The FBI said Tuesday that NASCAR driver Bubba Wallace was not the target of a hate crime after agents determined the noose found in Wallace’s Talladega, Alabama, garage was there as far back as last fall.
Federal authorities said there will be no charges filed.
The agencies concluded the rope hanging in the garage was fashioned like a noose, but photo evidence revealed it was there in October 2019 — well before Wallace’s arrival. U.S. Attorney Jay Town and FBI Special Agent in Charge Jonnie Sharp Jr. said “nobody could have known Mr. Wallace would be assigned to garage number 4 last week.”
“We appreciate the FBI’s quick and thorough investigation and are thankful to learn that this was not an intentional, racist act against Bubba,” NASCAR said in a statement. “We remain steadfast in our commitment in providing a welcoming and inclusive environment for all who love racing.”
On Sunday, a crew member for Richard Petty Motorsports discovered the noose at the Alabama race track and alerted NASCAR officials. The racing company then contacted the FBI, which sent 15 agents to investigate.
Wallace is NASCAR’s only Black full-time driver. He made waves earlier this month when he called for the racing league to ban the Confederate flag from its events, which NASCAR then did.
Upon discovering the rope over the weekend, NASCAR said it strongly condemned the “heinous act,” adding it was “angry and outraged.” Wallace had said he was saddened by the “despicable act of racism.” The racing world rallied around Wallace, joining in a walk of solidarity before Monday’s race. An emotional Wallace, who was seen shedding tears following the walk, thanked fans after the race — high-fiving fans seen in “Black Lives Matter” t-shirts.
After Monday’s race, Wallace declared the sport was changing.
“The prerace deal was probably one of the hardest things I’ve ever had to witness in my life,” Wallace said. “From all the supporters, from drivers to crew members, everybody here, the badass fan base, thank you guys for coming out.

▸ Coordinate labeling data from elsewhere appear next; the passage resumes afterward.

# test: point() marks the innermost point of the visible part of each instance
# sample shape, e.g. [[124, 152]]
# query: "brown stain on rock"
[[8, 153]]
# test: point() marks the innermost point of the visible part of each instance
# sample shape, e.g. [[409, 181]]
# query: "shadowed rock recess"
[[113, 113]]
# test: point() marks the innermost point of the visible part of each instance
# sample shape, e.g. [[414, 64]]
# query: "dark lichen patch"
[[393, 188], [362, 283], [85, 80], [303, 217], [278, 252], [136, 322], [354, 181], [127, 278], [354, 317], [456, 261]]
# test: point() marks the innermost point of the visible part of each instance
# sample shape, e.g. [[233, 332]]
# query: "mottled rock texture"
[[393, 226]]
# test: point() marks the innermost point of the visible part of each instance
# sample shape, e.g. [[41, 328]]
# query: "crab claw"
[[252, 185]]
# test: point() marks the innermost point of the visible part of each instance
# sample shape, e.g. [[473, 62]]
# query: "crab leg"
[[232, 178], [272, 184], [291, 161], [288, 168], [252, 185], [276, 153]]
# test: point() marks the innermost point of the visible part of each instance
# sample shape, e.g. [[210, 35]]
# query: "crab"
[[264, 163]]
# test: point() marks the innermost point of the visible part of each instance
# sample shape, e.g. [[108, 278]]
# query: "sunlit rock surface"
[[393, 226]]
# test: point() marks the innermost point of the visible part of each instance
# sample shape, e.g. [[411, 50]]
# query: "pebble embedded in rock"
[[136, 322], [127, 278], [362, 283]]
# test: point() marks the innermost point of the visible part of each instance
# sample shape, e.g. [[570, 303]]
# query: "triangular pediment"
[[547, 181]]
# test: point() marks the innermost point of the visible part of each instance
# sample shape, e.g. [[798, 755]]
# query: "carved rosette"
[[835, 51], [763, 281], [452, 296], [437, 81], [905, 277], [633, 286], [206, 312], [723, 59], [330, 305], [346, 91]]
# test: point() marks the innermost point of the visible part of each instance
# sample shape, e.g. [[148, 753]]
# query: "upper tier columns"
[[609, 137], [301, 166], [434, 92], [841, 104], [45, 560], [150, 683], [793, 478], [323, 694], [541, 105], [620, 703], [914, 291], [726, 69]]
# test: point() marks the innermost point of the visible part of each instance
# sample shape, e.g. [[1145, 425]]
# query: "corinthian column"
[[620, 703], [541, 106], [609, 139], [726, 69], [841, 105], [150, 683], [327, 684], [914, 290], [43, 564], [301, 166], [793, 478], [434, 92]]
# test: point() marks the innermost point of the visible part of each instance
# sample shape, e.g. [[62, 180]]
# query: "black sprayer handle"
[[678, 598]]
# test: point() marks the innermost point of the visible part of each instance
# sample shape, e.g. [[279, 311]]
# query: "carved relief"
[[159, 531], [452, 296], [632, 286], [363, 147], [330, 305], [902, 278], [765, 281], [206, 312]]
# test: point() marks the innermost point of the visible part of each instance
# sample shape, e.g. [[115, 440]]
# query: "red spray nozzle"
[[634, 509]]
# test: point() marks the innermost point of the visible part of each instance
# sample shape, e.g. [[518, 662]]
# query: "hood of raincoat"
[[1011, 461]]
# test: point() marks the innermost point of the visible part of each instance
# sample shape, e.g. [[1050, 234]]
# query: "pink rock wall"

This is truly incredible, and I’m glad to be a part of this sport.”
During the investigation, Wood Brothers Racing notified NASCAR officials that an employee remembered seeing last fall a tied handle in the rope used to pull down the garage door of the stall.
At a press conference Tuesday, NASCAR President Steve Phelps said the league will continue to investigate why the rope was fashioned as a noose in the first place, but said it was “fantastic” to learn that Wallace was not the target of a hate crime.
“To be clear, we would do this again,” Phelps said. “The evidence we had, it was clear we needed to look into this.”
Two weeks ago, NASCAR announced it would ban the Confederate flag from its races, saying it wanted to provide an “inclusive and welcoming environment for all fans.” The decision did not sit well with some, particularly those with deep roots in rebel culture of the South.
Despite NASCAR’s efforts, the flag was plainly evident over the weekend — in the skies above the track, a plane towed a banner of a Confederate flag that read, “Defund NASCAR,” while fans waved the flag from their vehicles outside.